Rolvaag Memorial Library currently has two special collections on display on the third floor. The book collection of Jørgen Jensen sits at the entrance. Jensen was a Norwegian-American who donated over 100 books about the Nazi occupation of Norway to the library. He made this contribution less than a year before his death in 2015, and it has been on display since March 1, 2016. Many of the books are in Norwegian – only a few are written in English.
Jensen was a native of Norway and a science student at the University of Oslo on April 9, 1940, the day that the Nazis invaded Norway. The university did not close until 1943, when 1,250 students were arrested and 650 of those arrested were sent to concentration camps in Germany. Jensen eventually fled the country alone and found shelter in Sweden with other Norwegian refugees, many of whom were students at Oslo as well.
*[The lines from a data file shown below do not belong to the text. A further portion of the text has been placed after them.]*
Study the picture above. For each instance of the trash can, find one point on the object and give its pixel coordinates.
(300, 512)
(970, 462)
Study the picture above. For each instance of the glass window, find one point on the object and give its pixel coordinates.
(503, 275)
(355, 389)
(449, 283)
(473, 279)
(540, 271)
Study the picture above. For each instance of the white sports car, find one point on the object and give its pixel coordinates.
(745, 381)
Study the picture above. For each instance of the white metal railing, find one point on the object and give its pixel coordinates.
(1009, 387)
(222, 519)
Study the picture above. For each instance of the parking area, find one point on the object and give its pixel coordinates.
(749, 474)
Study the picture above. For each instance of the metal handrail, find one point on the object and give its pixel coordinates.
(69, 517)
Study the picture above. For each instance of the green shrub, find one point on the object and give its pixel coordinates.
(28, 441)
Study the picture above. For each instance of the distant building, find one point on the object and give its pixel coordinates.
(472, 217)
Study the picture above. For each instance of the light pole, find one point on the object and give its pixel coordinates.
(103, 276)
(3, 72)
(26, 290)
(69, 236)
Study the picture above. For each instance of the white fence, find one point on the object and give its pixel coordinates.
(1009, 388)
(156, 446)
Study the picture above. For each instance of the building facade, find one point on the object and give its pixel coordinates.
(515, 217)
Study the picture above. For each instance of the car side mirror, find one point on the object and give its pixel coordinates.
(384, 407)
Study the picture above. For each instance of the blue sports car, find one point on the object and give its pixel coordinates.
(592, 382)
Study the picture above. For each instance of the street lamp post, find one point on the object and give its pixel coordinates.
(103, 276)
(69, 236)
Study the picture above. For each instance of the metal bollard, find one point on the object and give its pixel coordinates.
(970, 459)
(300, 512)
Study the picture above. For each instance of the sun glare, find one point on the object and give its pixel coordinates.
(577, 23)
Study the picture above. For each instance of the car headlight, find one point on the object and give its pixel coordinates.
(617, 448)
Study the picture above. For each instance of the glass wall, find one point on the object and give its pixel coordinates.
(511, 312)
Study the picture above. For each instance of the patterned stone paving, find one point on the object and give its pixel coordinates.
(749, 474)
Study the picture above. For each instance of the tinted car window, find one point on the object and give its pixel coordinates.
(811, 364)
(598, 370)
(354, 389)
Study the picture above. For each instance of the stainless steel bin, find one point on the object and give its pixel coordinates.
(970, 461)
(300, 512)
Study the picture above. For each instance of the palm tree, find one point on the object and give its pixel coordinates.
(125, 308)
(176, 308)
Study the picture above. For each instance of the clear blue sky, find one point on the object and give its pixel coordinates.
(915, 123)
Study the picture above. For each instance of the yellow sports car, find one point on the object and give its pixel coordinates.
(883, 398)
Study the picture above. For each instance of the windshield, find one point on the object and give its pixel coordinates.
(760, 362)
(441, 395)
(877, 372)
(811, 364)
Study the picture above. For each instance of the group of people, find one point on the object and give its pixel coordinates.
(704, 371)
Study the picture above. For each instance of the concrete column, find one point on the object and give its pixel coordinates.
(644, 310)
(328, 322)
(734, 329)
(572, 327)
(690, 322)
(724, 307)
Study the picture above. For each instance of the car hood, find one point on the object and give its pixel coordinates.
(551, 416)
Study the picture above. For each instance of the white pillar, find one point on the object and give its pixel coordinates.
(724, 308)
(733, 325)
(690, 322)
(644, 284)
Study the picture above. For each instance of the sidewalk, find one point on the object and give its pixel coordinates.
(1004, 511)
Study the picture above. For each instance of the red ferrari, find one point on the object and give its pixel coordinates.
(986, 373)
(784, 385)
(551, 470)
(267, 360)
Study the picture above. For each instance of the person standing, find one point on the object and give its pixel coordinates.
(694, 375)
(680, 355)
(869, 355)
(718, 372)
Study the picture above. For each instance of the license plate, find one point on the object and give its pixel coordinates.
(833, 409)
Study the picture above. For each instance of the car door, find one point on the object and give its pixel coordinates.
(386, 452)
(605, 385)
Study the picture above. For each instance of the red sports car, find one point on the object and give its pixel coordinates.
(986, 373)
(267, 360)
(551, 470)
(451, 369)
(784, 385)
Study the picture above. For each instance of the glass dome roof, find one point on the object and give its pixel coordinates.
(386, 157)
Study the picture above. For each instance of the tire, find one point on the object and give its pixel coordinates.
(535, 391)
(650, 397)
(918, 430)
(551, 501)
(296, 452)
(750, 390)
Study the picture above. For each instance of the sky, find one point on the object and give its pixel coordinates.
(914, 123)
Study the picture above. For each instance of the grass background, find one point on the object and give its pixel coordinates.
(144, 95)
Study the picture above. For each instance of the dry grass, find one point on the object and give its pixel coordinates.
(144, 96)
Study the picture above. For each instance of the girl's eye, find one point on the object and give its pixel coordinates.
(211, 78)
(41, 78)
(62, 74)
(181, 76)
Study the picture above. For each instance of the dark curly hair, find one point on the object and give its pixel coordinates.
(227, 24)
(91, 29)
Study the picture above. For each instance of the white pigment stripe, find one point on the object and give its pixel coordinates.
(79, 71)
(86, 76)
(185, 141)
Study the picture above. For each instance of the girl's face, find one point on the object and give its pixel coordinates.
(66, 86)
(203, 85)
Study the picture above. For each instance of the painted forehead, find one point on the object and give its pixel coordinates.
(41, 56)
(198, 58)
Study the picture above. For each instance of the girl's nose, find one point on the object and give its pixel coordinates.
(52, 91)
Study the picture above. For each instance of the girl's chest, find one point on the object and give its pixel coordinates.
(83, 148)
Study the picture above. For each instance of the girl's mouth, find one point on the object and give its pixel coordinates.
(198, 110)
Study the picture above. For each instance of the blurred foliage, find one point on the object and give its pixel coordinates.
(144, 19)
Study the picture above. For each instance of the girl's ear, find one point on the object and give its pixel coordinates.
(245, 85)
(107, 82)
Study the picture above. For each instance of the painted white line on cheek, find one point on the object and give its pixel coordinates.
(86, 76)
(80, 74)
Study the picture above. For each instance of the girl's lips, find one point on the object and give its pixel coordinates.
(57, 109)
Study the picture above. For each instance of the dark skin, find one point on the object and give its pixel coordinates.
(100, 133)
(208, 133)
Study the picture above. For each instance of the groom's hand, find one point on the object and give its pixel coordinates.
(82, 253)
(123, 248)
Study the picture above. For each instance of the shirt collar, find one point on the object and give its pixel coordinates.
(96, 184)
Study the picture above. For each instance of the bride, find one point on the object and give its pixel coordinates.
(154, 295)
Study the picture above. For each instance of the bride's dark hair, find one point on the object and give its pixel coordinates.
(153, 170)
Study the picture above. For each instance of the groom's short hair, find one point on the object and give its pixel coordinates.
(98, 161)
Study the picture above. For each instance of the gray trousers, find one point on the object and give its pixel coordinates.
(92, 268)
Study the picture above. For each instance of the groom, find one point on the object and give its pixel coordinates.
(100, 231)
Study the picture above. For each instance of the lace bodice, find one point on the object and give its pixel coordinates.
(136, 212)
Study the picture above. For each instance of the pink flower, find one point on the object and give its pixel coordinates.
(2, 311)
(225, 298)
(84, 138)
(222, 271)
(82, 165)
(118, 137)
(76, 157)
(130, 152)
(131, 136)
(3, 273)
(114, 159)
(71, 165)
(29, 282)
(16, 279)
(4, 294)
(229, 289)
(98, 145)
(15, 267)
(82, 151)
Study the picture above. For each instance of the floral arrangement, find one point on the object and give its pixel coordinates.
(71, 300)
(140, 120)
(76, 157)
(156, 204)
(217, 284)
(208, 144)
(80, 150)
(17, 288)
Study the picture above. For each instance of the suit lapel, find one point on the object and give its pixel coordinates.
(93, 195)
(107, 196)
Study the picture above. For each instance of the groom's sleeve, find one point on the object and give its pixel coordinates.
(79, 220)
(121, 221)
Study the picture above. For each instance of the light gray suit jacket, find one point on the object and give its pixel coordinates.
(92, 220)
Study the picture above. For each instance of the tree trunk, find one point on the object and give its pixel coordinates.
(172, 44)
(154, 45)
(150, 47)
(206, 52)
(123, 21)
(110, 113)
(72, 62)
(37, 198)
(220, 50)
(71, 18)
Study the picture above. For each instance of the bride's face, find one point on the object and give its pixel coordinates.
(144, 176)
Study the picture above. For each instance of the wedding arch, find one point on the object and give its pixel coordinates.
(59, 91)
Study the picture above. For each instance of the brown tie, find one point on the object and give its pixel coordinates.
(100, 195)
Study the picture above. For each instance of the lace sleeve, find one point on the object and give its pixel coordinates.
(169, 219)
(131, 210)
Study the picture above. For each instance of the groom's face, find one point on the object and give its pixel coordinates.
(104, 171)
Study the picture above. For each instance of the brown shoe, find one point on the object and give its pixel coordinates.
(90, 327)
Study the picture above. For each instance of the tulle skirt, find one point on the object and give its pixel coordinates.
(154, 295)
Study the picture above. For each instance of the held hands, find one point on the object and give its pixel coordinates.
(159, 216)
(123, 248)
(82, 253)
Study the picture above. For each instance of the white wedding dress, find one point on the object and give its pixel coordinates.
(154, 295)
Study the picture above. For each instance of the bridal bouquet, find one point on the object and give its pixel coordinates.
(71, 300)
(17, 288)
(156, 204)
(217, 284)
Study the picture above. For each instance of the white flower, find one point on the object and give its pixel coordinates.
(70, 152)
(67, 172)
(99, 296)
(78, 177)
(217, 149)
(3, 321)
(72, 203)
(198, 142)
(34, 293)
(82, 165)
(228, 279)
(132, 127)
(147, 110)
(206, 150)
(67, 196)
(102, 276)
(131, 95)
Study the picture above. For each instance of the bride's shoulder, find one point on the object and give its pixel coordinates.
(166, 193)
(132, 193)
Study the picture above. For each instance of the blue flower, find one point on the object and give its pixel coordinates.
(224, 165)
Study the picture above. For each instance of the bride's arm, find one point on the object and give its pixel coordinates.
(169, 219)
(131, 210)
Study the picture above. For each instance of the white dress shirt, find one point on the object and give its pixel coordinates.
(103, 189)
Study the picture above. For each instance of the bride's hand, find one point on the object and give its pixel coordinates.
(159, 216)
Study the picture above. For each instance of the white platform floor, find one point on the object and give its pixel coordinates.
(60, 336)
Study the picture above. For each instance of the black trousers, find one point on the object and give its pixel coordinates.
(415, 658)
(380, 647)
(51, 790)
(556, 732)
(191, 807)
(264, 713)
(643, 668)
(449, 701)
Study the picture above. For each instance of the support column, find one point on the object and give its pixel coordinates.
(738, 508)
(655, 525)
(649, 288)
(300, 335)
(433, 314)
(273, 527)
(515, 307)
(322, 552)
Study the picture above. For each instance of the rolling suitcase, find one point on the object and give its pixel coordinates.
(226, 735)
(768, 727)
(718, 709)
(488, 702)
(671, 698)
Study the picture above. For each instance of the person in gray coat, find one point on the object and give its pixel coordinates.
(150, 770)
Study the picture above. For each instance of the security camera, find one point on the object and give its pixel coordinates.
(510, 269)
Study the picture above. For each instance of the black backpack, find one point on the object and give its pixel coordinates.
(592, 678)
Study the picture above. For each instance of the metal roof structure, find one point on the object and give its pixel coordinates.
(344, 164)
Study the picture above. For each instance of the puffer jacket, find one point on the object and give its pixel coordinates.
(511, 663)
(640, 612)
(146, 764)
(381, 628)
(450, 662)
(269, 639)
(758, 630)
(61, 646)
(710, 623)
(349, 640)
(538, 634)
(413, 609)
In 1948, he came to the United States and settled in Maryland. Jensen’s collection contains diaries and historical accounts of the war and of important Norwegian figures during the Nazi occupation of Norway. Special Collections Librarian Aimee Brown was contacted by Jensen himself, who expressed his wish to donate his collection to the library, though he had no personal ties with the college. He had heard about St. Olaf’s Kierkegaard Library and other special collections, including that of the Norwegian American Historical Association. Brown reflected on her experience of curating the collection for the display.
“Though there is limited space in the front display, I tried to select the books that had the most visually interesting covers, so that students can get a feeling for the Norwegian experience of the war, even if they can’t necessarily read Norwegian,” Brown said.
Students can check out these books by asking one of the librarians. The display will be up until May.
The second special collection currently on display is the diary of Petter Moen, who was a writer for the underground press of the Norwegian resistance movement during the Nazi occupation. He was arrested by the Gestapo in 1944 for his involvement in the resistance and imprisoned in Oslo. During his imprisonment, he used a pin from the blackout curtains to make raised dots in sheets of toilet paper, creating a diary that he could only write after dark so that the guards would not know. After each chapter, he would roll the sheets up and hide them under the floorboard.
Before his death 1944 on the way to a concentration camp in Westphalen, Germany, Moen told fellow prisoners about the diary he left behind in the prison. After the war ended, one of the men informed the Norwegian police about the existence of the diary and they pried up the floorboard to reveal Moen’s several scrolls of toilet paper. The diary was published in 1949 in Norwegian and in English two years later. Brown was contacted by Hans Magnus Aus and Berit Aus – the children of Moen’s brother’s friends – who wished to donate part of the diary to St. Olaf in 2015. Aus was given two pages of the diary as a gift from Hans Moen, Petter Moen’s brother. They were connected with the college through the Norwegian American Historical Association.
To see the documents outside of the display near the reference room, make an appointment with Brown. There are additional copies of Moen’s complete diary in both English and Norwegian, which students can check out from the library.